Por: Martonio Mont'Alverne Barreto, Procurador de Fortaleza e Professor Titular da UNIFOR, e
Lenio Luiz Streck, Professor titular da UNISINOS-RS e UNESA-RJ. Publicado pelo jornal O Globo no dia 9 de abril de 2024.
Em julho de 2020, Elon Musk escreveu em sua conta, ainda no Twitter, que "nós daremos golpe em quem quisermos. Lide com isso". O comentário era sobre as eleições na Bolívia e suas reservas de lítio. Apagou o que escreveu, mas hoje voltou à carga contra a democracia na rede social X, antigo Twitter, de que agora é o dono. No mesmo dia, Musk acusou o ministro do STF Alexandre de Moraes de censura à liberdade de manifestação de pensamento, ameaçou fechar sua rede X no Brasil e pediu a destituição ou impeachment do ministro: "princípios importam mais que lucro", disse o empresário.
Como a ironia da história tudo revolve, não se conhece nenhuma palavra de Musk sobre o Projeto de Lei aprovado pela Câmara dos Deputados americana impondo condições à rede chinesa TikTok: sua venda em seis meses ou banimento dos EUA. Biden já sinalizou que, se aprovada no senado, a lei terá sua sanção. Aqui, a defesa da democracia e segurança americanas permanecem inatacáveis.

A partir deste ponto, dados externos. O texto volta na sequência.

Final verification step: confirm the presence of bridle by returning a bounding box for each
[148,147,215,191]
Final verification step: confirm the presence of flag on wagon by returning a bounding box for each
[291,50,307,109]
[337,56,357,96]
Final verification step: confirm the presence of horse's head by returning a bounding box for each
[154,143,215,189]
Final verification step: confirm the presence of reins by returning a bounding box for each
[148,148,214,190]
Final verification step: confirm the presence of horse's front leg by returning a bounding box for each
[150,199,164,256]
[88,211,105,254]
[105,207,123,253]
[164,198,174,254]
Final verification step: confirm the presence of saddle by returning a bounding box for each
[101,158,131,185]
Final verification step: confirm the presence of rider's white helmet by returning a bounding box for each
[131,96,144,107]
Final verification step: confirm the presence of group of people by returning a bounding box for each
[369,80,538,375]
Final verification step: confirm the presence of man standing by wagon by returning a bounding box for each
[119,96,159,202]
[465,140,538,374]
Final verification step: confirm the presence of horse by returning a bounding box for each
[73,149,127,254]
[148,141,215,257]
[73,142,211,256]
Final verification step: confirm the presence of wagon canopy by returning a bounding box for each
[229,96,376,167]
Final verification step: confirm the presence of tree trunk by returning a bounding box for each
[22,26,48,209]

Regular as redes sociais e plataformas significa observar as advertências da história. Se para Norberto Bobbio, um filósofo liberal, a democracia é um sistema de limites econômicos políticos e sociais, é óbvio que tais limites alcançam a liberdade de manifestação de pensamento. Foi exatamente a ausência destes limites que convenceu populações inteiras de que mulheres eram inferiores; que negros podiam ser escravizados e que judeus poderiam ser exterminados. A disseminação de falas de ódio e de informações falsas é sempre desingênua: constitui-se numa perniciosa arma da política, com o fim de destruição do pluralismo da democracia. Por isso, deve ser enfrentada antes que se destrua o ambiente pluralista.
Até aqui, o Supremo Tribunal Federal apenas aplicou o que prevê a Constituição, que não poderia ser mais precisa: dos art. 170 a 174 resta claro que não haverá atividade econômica sem regulação. Já no art. 170 se encontra a submissão da ordem econômica e social à soberania nacional, o que outra coisa não é senão a soberania econômica, como escreve Gilberto Bercovici. Em fevereiro de 2023, a 1ª Conferência Global sobre integridade da informação, organizada pela Unesco, deixou evidente o que já temos: há a necessidade de regulação das redes sociais. O Brasil não é uma terra sem lei.
As decisões do ministro Alexandre de Moraes e do Supremo Tribunal Federal em nada colidem com estes pressupostos. De um lado, a observação de que a democracia deve desenvolver mecanismos de sua defesa, antes que seja destruida. Na Alemanha isso é bem candente. A decisão recente do Tribunal Constitucional de lá de vedar o financiamento público a partido que atenta contra a democracia foi recebida como deveria ser: a simples observação da ordem constitucional. Simples assim. Os limites impostos pelo STF aos golpistas de 8 de janeiro, com o devido processo legal, e aos que se preparam para as eleições deste ano com disseminação de noticias falsas também.
Por outro lado, a imposição de limites à rede X corresponde ao conteúdo de nossa soberania. Tão perigoso à democracia seria, em qualquer canto democrático do mundo, um poder econômico privado que se visse em condições de escapar da regulação do Estado.
Nesta hipótese, seria ressuscitada e atualizada a constatação que Hegel fez ainda em 1804:
"a Alemanha não é mais um Estado" (Deutschland ist kein Staat mehr), ante a incapacidade do Estado de agir para manter o que lhe é inerente, a estatalidade democrática.
Por aqui, o Brasil ainda é um Estado.